The Silicon Valley voices behind everything from self-driving cars to autonomous delivery drones like to coo that the sectors they impact won’t hurt the workers already in them. That’s right up there with “the cheque is in the mail”. Popgun’s startup team, mainly composed of software engineers, contends that the goal of their work is to foster collaboration and “not replace human abilities”. That’s what they told elevator operators once, too.

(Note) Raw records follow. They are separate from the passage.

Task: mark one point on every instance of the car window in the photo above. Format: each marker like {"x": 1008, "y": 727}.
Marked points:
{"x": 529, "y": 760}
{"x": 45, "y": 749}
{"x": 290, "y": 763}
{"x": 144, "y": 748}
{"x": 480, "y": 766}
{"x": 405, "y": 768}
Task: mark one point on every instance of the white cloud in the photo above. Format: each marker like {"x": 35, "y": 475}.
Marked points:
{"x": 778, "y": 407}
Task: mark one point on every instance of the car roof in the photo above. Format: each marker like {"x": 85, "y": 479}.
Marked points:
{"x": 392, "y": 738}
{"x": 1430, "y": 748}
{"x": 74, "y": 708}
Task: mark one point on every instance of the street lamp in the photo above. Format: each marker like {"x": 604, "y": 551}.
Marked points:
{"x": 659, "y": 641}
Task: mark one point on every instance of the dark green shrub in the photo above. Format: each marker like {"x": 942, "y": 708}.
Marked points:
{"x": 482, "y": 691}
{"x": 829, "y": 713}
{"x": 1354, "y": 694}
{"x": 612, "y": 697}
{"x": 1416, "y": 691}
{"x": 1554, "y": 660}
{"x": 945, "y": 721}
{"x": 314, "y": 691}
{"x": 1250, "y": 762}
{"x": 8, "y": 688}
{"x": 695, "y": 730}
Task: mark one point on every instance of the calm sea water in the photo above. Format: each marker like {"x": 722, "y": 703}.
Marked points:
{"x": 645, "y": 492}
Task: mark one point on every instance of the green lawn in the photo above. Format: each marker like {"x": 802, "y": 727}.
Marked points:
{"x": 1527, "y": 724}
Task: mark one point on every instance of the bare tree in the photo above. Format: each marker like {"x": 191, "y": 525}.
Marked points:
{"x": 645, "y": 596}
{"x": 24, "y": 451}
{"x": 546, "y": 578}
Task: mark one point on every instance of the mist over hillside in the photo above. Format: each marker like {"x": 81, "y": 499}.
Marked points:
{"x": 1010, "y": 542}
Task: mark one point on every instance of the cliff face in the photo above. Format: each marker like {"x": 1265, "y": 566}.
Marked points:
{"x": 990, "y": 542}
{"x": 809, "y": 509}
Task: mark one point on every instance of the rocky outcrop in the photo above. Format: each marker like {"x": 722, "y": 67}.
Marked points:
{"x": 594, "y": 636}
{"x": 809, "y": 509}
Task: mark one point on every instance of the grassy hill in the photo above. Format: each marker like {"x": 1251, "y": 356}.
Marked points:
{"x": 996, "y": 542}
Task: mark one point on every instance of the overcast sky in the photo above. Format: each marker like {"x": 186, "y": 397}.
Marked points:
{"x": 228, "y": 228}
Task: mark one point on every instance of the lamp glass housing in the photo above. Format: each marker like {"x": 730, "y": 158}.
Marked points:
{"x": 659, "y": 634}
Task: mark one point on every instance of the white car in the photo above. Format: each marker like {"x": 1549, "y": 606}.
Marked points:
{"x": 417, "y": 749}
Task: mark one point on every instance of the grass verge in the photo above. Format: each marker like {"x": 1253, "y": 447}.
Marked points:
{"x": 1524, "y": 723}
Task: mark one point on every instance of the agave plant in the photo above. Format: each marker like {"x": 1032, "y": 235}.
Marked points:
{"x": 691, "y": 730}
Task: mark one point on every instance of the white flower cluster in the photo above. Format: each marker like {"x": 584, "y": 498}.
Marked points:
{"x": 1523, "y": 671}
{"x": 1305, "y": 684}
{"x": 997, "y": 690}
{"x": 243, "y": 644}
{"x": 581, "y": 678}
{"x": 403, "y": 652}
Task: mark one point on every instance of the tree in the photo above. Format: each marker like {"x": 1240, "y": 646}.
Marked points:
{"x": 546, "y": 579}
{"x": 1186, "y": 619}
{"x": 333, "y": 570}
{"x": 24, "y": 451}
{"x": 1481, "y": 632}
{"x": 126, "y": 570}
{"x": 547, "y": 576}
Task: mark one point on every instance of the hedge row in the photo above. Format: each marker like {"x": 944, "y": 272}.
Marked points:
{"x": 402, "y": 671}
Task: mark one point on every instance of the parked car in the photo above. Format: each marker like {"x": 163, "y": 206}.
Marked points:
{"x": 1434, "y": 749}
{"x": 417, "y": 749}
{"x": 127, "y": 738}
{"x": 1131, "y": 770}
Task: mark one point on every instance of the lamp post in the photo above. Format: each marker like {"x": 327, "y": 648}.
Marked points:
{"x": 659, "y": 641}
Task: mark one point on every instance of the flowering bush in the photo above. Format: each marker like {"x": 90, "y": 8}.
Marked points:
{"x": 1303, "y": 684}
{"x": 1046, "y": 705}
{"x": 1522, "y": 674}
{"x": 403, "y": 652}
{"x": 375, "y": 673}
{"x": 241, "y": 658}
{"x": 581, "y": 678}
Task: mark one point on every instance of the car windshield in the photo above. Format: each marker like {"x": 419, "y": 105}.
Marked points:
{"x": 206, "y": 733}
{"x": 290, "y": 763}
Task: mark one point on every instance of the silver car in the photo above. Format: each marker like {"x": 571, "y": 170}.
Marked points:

The beauty of the last 60 years of record production was that it created music that people didn’t know they wanted. What an AI-fuelled future of music production will likely do is give people exactly what they want, before they know it, just as the data that Amazon derive from their online portals lets them give their shoppers just what they’re looking for. I’m not sure which scenario will make people happier. Serendipitous discovery, in music or in love, may be a luxury affordable when people feel good about the world around them. When you’re wondering if nuclear war is once again an actual possibility, you may want to go with the sure thing. Who could blame you?